Asian-Americans buy more guns amid a surge in hate crimes
Weapons and other tools have become more common purchases among Asian-Americans, who believe crimes against them have increased during the pandemic.
Asian-Americans are stocking up on guns in order to defend themselves against the increase in hate crimes of which they believe they have become targets since the beginning of the pandemic.
“There are more Asians being introduced to firearms,” Jimmy Gong, the owner of Jimmy’s Sport Shop in New York told Forbes.
“Before, there was never gun culture in the Asian community. But after the pandemic and all the hate crime going on, there are more Asians buying guns to defend themselves.”
Gong also said that gun sales have doubled in this lockdown period, while nearly half of his customers are Asian-Americans. Customers are also buying pepper spray.
Danielle Jaymes, general manager of Poway Weapons & Gear, a gun store in California, said the number of Asian-Americans buying weapons for the first time has increased by 20 percent.

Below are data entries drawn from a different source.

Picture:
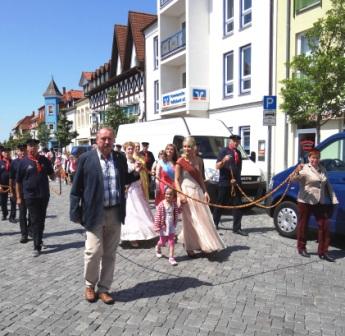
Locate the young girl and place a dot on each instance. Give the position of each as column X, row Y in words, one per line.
column 165, row 223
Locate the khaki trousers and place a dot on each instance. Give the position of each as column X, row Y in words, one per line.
column 100, row 250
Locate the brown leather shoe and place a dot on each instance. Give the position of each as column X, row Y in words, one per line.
column 106, row 298
column 90, row 294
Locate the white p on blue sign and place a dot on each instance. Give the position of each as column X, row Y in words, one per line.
column 270, row 107
column 270, row 102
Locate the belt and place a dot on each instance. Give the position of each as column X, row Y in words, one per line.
column 111, row 206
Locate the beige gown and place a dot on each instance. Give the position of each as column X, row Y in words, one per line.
column 199, row 232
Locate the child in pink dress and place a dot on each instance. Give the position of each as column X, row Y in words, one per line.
column 165, row 223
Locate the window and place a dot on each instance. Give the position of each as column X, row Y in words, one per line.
column 301, row 5
column 155, row 52
column 246, row 13
column 304, row 45
column 333, row 156
column 228, row 74
column 246, row 69
column 50, row 110
column 131, row 110
column 245, row 135
column 228, row 16
column 156, row 97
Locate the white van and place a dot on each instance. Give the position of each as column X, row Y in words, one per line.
column 210, row 135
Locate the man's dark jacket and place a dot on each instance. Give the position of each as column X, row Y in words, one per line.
column 87, row 193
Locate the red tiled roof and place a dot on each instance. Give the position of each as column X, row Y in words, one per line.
column 24, row 123
column 87, row 75
column 73, row 95
column 121, row 32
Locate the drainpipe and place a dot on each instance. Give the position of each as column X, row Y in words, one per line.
column 270, row 91
column 287, row 75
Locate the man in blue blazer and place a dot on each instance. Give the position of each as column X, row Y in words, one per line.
column 98, row 203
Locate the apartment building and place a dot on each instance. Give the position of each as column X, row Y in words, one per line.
column 294, row 18
column 212, row 59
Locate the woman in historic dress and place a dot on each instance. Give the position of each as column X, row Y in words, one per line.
column 143, row 174
column 139, row 220
column 165, row 171
column 199, row 232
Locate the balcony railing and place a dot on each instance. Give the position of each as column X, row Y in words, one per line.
column 173, row 43
column 164, row 2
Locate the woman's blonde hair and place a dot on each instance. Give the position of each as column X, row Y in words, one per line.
column 128, row 144
column 189, row 140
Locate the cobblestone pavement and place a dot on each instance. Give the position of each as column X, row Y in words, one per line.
column 257, row 286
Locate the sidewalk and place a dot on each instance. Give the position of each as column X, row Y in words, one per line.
column 258, row 285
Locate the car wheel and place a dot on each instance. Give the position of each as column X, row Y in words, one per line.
column 285, row 219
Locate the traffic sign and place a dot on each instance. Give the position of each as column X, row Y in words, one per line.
column 270, row 107
column 270, row 102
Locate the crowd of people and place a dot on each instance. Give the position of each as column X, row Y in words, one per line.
column 110, row 195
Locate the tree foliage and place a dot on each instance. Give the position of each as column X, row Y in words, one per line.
column 64, row 133
column 114, row 115
column 43, row 134
column 316, row 90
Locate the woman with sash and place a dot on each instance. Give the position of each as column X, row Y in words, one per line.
column 143, row 174
column 199, row 232
column 165, row 171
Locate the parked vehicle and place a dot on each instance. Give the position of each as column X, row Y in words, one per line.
column 78, row 150
column 210, row 135
column 285, row 214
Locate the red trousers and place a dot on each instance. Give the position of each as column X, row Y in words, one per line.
column 322, row 212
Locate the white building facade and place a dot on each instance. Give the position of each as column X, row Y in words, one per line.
column 212, row 60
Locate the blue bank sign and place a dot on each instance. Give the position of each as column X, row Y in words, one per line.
column 199, row 94
column 174, row 99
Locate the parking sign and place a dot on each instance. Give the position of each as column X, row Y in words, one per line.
column 270, row 107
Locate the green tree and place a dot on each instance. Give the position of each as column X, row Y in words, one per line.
column 114, row 115
column 64, row 133
column 315, row 92
column 43, row 134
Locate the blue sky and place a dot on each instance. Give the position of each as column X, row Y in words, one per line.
column 42, row 38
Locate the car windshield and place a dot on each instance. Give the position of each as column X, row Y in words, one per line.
column 209, row 146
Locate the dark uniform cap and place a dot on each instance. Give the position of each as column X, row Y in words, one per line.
column 32, row 142
column 21, row 146
column 234, row 137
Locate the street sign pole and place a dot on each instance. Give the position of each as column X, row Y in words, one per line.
column 269, row 120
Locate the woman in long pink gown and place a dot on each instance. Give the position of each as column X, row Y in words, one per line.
column 165, row 171
column 139, row 219
column 199, row 231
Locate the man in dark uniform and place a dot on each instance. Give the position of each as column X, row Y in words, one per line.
column 32, row 182
column 229, row 163
column 149, row 157
column 24, row 220
column 149, row 161
column 5, row 166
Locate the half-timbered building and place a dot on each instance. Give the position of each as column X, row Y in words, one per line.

On Tuesday, a shooting spree left eight Asian-Americans dead, and six others injured in and around Atlanta, including six Asian women. It has left the Asian community in the US stunned.
Although officials said the white 21-year-old male suspect may not have had a racial motivation, the shooting sparked fresh outrage, fear and demands for the government to respond.
However, Korean media reported that the suspected man had said:”I am going to kill all the Asians”.
Increasing hate crimes
Russell Jeung, a professor of Asian American Studies at San Francisco State University, said: “we’re besieged.”
Jeung is also a founder of Stop AAPI Hate, a coalition that has tracked anti-Asian violence during the pandemic.
Stop AAPI Hate released a report on Tuesday just hours before the shooting, saying 3,795 hate crime incidents against Asian-Americans had occurred between March 2020 and February 2021.
“The overall community is traumatised,” Professor Jeung said.
The number of hate crimes against Asian descendants in the US hiked by 35 percent compared to the number stated on Stop AAPI Hate’s previous report.
According to the report, the majority of the discrimination consisted of verbal harassment, with women reporting incidents roughly twice as often than men.
At least 11 percent of incidents are physical assaults, while civil rights violations, workplace discrimination, refusal of service, and a ban from being able to use transport, accounted for 8.5 percent of total incidents.
Former American President, Donald Trump, repeatedly referred to Covid-19 as the “China Virus” and “kung flu.” Many Americans held him and his inflammatory rhetoric responsible for the rise in anti-Asian sentiment across the US.